Купить мерч «Эха»:

Продолжение итальянских странствий - Владимир Познер - Непрошедшее время - 2013-05-05

05.05.2013
Продолжение итальянских странствий - Владимир Познер - Непрошедшее время - 2013-05-05 Скачать

М. ПЕШКОВА: На майские дни собралась в Италию, но не случилось. Рюкзак сиротливо стоит в углу, вот вновь странствую мысленно по «сапогу» с книгой Владимира Познера « Их Италия». Откладывая книгу, возвращаюсь к Мандельштаму:

Поговорим о Риме - дивный град!

Он утвердился купола победой.

Послушаем апостольское credo:

Несется пыль, и радуги висят.

Итак, мне сегодня захотелось поговорить с вами не только о людях, но и о том, что в Италии поражает. Я вспоминаю мандельштамовские стихи, посвященные Риму и форуму. На этом я завершила прошлую передачу. Форум, действительно это так сильно?

В. ПОЗНЕР: Наверное, это очень личностно. Для меня это, я без преувеличений вам говорю, одно из самых сильных впечатлений в жизни. Я помню, что, стоя там в августе, это была несусветная жара, Рим был пустой, все, видимо, в отпуск уехали. Туристов было мало, под палящим солнцем. На форуме, в общем, никого не было, пели цикады, и город не был слышан, потому что форум ниже города, раскопки же это, поэтому то, что сверху происходит, не слышно. Звук все-таки поднимается, а не опускается. Я ходил, стоял, и все время мне чудилось, что сейчас появятся они в тогах, сандалиях, Цезарь, Тиберий. Я это все обожаю, всю эту историю. Я ее довольно прилично знаю. И вот это ощущение, что я нахожусь среди них, среди этих величайших людей, которые вошли в историю раз и навсегда. Это с одной стороны. С другой стороны, буквально молнией меня ударило, когда я вдруг понял, что вот я откуда, я европеец. Вот мои истоки. Вот это вот мое. Конечно, стена плача в Иерусалиме – это великая вещь, но так меня не тронула. Пирамиды потрясающие, но не было ощущения, что я пришел к своим корням, к своим истокам. А там это было.

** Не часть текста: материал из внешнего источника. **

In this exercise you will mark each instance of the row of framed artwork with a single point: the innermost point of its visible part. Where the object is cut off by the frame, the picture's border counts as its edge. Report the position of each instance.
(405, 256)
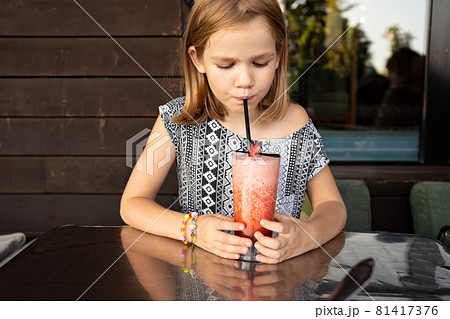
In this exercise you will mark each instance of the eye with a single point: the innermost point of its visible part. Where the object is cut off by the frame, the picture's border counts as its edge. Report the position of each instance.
(260, 65)
(228, 66)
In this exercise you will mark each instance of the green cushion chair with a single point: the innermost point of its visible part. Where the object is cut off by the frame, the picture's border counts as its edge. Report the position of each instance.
(430, 207)
(356, 197)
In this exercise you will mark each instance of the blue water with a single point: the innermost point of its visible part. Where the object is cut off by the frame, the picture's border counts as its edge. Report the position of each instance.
(371, 145)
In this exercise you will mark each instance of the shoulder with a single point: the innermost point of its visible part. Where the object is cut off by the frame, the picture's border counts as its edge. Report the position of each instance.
(295, 118)
(172, 108)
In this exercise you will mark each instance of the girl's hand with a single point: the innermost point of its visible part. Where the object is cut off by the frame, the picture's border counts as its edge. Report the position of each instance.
(210, 237)
(293, 239)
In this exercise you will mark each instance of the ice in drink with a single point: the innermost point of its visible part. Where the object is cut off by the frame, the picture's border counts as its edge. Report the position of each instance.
(255, 182)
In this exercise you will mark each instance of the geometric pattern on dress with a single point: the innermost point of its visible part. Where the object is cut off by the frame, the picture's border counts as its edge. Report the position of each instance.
(203, 159)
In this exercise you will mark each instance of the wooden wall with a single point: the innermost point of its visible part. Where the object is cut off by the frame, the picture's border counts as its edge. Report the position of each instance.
(70, 97)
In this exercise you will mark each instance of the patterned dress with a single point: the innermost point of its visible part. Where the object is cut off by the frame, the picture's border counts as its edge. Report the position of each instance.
(203, 157)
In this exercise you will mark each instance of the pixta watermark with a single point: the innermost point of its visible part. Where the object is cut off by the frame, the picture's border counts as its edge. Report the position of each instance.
(151, 143)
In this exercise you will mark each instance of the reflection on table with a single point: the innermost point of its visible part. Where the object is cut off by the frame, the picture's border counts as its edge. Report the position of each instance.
(122, 263)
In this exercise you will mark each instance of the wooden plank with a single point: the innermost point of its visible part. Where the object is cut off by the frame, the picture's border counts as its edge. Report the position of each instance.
(35, 214)
(81, 175)
(95, 175)
(74, 97)
(75, 136)
(88, 57)
(22, 175)
(66, 18)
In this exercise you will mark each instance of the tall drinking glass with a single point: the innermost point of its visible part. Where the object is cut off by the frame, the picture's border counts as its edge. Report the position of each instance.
(255, 183)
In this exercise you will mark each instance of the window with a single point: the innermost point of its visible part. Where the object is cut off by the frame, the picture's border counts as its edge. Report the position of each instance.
(358, 67)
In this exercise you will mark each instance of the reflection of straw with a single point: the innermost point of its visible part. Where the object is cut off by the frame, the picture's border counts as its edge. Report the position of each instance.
(247, 124)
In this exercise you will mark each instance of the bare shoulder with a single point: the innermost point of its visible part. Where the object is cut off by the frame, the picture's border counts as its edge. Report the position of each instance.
(296, 117)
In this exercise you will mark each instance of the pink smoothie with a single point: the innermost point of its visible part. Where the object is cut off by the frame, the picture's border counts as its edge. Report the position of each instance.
(255, 182)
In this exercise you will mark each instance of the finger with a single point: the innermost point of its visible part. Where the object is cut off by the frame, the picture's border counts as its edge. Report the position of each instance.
(232, 281)
(266, 279)
(232, 273)
(273, 225)
(225, 254)
(234, 293)
(221, 262)
(229, 224)
(269, 242)
(267, 260)
(265, 291)
(233, 240)
(266, 268)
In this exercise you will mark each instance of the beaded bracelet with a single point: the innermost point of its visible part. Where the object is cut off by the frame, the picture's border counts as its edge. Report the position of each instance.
(186, 270)
(193, 226)
(183, 228)
(182, 258)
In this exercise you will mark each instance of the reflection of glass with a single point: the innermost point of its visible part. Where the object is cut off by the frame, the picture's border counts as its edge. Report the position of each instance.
(365, 94)
(156, 264)
(255, 182)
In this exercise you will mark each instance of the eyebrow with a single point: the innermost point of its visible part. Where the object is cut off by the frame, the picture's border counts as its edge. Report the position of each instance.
(259, 56)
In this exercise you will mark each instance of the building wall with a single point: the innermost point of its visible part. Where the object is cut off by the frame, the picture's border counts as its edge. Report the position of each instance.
(71, 97)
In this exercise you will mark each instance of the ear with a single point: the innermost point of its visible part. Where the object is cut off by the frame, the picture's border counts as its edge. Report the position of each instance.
(278, 61)
(196, 60)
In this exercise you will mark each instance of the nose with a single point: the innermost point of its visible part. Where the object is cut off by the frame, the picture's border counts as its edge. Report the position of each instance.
(244, 77)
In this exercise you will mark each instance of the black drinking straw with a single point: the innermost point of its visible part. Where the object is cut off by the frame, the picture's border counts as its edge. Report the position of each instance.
(247, 124)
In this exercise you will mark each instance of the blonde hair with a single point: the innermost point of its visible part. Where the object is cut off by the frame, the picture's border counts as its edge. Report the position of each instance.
(210, 16)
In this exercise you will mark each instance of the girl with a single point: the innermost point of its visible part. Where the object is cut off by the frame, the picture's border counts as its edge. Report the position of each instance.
(235, 50)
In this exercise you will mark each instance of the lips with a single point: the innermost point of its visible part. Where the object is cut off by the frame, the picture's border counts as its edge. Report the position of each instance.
(241, 98)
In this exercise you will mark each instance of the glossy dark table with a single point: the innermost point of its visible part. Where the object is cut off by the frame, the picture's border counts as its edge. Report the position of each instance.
(97, 263)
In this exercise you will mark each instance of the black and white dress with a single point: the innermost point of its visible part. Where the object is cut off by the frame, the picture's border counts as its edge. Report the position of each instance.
(203, 157)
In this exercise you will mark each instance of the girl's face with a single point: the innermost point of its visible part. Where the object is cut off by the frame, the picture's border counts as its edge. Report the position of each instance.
(239, 63)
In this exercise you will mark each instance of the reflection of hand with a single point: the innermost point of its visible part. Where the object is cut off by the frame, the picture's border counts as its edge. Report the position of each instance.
(223, 275)
(279, 280)
(210, 236)
(292, 239)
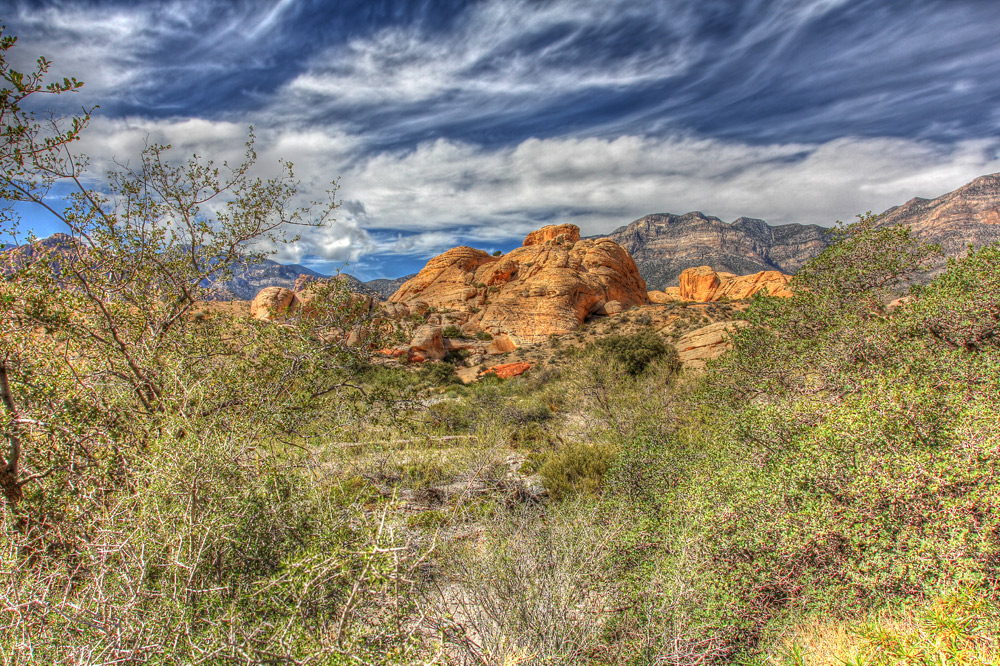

М. ПЕШКОВА: И эти цикады исчезают в определенное время?

В. ПОЗНЕР: Конечно.

М. ПЕШКОВА: У них заканчивается брачный период? Я спрашиваю вас как биолога.

В. ПОЗНЕР: Да, это именно так.

М. ПЕШКОВА: Еще я хотела спросить о том месте, которое вам безумно дорого в Италии – Сан - Микеле.

В. ПОЗНЕР: Да. Это вообще особое место. Это на острове Капри. Находится особняк, дом, палаццо, как хотите, который был построен шведским врачом. Аксель Мунте его звали. Он в 20-х годах, если мне не изменяет память, в 20-х годах прошлого века, будучи совсем молодым человеком, приехал в Неаполь, чтобы бороться с холерой. Будучи в Неаполе, в какой-то день поехал на Капри, совершенно влюбился в это место. Поднялся наверх, попал на такое возвышение, там ничего не было, и это его пленило. Он представил себе, что он когда-нибудь там будет жить. Как? Почему? Что для этого надо делать? Никаких мыслей таких не было, но было ощущение. Он был шведом, его тянуло к солнцу, чего в Швеции очень мало. Так и получилось, что, в конце концов, он построил своими руками, не будучи архитектором, совершенно невероятной красоты дом. При этом он проводил раскопки и находил в земле остатки римского: там и колонны римские, там и статуэтки, потом ему приснилось, что где-то его ждет сфинкс египетский. Приснилось, приснилось место, и он поплыл туда, и он нашел его. Много мистики. Он построил дом, где он жил счастливо, где он лечил людей бесплатно совершенно. Он спасал птиц, потому что птицы тысячами прилетали, чтобы гнездиться, а их в это время местные ловили. Он купил весь склон, поэтому никто туда не мог проходить. Он, таким образом, спас птиц. Я прочитал его книгу, он написал одну книгу, которая называется « История Сан-Микеля». Это то место, где он построил тот дом. Мне было 12 или 13 лет. Я совершенно влюбился в эту книгу. И я себе поклялся, что я когда-нибудь там буду. Я жил в это время в Нью-Йорке. Я говорю, мне было 12 лет, но я все-таки сумел туда приехать. Я уже раза четыре там был. Когда я с друзьями бываю на Капри, я их обязательно туда веду, потому что мало кто знает об этом.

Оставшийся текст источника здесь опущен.